There are also a couple of new ingredients: steely, electro synths from Daft Punk on "Stronger" and Caribbean lilts on "Good Life".
He's even got rappers' favourite indie boy Chris Martin doing his best Gilbert O'Sullivan impression on "Homecoming".
Despite all this, something about "Graduation" feels a bit cold.
The goofy glamour of "Gold Digger" and "Touch the Sky" have been edged out by over-earnest, gratingly repetitive self-promotion and an underlying sense of isolation and paranoia. And for all his right-on credentials, "Drunk & Hot Girls" veers close to hip-hop's tired old misogyny.
Kanye West is a 'conscious' rapper whose album samples Steely Dan and kraut rock beards Can; who muses on the stress of success; and who likes speeded up chipmunk vocals.

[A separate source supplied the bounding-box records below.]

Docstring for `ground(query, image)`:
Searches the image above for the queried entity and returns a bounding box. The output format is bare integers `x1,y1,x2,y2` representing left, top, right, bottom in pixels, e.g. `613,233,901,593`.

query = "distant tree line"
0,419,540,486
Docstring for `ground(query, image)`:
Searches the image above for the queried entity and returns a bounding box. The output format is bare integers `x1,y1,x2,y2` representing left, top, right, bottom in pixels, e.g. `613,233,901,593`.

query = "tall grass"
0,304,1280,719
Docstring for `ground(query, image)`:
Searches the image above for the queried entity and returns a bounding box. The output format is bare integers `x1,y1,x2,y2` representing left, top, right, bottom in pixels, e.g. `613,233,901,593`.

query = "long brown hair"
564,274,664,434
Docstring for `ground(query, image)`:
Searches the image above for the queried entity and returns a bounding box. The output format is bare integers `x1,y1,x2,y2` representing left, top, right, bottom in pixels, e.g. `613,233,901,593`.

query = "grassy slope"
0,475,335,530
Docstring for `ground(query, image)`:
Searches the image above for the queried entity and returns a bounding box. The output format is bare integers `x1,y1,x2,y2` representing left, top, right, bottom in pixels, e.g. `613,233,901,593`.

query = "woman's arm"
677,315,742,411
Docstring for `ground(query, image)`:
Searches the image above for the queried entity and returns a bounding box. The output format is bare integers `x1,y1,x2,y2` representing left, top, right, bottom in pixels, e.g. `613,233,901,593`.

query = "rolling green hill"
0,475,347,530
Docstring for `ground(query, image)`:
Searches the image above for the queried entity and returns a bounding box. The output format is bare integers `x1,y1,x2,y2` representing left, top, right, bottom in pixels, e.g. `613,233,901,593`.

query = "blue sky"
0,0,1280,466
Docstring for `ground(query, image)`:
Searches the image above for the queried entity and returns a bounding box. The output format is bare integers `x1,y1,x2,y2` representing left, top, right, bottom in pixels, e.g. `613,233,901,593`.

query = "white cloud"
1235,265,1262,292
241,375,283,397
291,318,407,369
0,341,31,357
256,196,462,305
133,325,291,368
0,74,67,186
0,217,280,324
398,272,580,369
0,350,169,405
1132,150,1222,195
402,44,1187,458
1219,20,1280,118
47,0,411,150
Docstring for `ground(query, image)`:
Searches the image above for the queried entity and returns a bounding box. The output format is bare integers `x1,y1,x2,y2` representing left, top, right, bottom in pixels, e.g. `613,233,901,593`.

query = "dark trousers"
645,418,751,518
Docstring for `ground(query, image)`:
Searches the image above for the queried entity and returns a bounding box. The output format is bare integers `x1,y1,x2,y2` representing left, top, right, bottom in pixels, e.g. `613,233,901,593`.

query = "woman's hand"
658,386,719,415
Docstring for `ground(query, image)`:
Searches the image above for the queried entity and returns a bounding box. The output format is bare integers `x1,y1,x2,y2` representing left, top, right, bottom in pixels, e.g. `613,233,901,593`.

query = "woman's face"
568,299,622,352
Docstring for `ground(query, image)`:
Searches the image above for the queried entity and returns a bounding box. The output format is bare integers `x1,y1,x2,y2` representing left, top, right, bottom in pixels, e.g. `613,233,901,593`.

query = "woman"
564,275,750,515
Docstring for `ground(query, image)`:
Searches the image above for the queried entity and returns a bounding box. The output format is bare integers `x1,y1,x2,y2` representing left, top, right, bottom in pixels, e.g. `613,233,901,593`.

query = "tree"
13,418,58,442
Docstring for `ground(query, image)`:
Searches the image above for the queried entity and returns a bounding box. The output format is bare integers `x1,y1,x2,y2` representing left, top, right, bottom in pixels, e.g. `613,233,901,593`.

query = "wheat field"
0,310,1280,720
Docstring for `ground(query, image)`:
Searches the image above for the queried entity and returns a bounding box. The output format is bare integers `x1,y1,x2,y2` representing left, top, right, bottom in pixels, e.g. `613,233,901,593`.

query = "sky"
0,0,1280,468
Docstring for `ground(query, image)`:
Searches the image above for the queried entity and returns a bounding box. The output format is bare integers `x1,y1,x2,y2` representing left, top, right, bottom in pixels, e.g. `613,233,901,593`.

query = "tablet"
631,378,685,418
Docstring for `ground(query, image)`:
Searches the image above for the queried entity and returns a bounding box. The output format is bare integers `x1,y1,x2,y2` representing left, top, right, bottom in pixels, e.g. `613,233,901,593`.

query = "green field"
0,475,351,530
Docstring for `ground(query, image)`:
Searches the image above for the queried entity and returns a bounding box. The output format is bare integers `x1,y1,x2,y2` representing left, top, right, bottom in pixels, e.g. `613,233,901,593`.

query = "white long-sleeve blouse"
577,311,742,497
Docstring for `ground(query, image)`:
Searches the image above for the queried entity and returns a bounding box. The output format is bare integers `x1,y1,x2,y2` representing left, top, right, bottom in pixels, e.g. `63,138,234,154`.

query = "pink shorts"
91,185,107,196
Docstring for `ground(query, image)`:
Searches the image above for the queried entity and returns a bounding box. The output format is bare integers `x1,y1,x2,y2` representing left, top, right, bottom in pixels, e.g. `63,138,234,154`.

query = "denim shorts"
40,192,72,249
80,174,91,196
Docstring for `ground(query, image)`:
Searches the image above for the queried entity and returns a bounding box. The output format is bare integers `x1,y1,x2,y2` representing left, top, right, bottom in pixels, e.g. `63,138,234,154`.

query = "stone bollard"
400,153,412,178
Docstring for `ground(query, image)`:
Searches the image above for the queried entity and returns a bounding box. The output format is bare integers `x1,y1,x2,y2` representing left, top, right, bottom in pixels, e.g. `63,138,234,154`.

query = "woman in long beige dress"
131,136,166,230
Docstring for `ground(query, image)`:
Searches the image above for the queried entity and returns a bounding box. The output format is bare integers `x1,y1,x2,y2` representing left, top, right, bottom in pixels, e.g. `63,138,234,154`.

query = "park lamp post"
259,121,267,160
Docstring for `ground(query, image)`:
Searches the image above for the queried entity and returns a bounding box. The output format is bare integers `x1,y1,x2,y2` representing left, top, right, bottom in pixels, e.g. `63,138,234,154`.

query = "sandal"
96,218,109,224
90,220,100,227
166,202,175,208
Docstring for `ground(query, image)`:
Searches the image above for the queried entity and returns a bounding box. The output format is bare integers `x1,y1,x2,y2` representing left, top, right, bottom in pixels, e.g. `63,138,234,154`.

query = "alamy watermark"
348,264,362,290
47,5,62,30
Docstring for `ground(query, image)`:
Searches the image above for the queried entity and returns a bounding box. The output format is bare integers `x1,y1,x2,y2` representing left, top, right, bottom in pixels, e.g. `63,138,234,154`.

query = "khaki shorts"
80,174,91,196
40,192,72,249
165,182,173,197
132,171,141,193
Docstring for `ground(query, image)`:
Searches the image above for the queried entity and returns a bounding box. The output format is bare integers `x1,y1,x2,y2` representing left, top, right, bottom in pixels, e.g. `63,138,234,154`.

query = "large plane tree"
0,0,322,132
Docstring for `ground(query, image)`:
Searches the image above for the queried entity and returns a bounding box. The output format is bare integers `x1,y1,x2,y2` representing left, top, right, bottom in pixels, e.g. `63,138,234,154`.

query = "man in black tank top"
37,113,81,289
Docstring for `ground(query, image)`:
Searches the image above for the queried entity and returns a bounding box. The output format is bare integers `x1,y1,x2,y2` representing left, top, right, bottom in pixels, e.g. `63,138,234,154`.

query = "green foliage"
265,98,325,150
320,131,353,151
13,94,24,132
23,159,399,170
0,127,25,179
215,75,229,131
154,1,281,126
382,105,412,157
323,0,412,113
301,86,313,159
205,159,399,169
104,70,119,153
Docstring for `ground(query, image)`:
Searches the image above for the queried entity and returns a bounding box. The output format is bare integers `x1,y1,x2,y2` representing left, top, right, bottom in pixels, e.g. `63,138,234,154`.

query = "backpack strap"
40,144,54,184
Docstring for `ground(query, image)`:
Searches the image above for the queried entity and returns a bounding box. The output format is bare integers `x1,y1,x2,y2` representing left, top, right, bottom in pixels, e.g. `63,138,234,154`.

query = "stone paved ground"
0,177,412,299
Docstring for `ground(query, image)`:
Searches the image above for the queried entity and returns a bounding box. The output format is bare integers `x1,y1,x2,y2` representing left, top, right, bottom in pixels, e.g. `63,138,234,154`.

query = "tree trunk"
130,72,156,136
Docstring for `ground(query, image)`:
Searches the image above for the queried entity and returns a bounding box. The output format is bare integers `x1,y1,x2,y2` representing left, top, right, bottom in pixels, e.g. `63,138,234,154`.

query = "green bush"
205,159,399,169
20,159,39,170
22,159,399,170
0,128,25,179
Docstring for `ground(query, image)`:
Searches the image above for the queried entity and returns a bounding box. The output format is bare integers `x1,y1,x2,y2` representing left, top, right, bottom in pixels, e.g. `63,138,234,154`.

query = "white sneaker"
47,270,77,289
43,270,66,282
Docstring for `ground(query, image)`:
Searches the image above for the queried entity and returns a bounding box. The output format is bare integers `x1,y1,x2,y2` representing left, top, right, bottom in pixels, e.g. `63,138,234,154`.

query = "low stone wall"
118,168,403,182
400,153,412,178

"Graduation" will leave some fans cold (it's a pop album that takes hip hop further into mainstream dance culture).
The album has magnificent moments (the Daft Punk-sampling "Stronger", the wonderfully upbeat "Good Life") but is weighed down by navel-gazing and pales in comparison to "Late Registration" and "College Dropout".
And yet, the record is beguiling and addictive: you want to go back and listen again as all those shiny, unexpected layers reveal themselves.
"Graduation" might yet to turn out to be as important as West thinks it is.

Eh2
Pretty much only good with Chris Martin who actually has musical talent. Nice try Kanye, you should take some tips from real producers like Dre of Timbaland.

I'm not cool enough for Kanye2
If you want an average CD, with minimal character in the lyrics, and some alright beats, you've found it. This album proves to me that it's time for Kanye to get back behind the tables and let the MCs do their thing and let him do his thing, which is produce. We will have to wait for Murs and Moka Only and Atmosphere to break onto radio before Hip-Pop can be a legitimate art form again and draw some market share back from country music.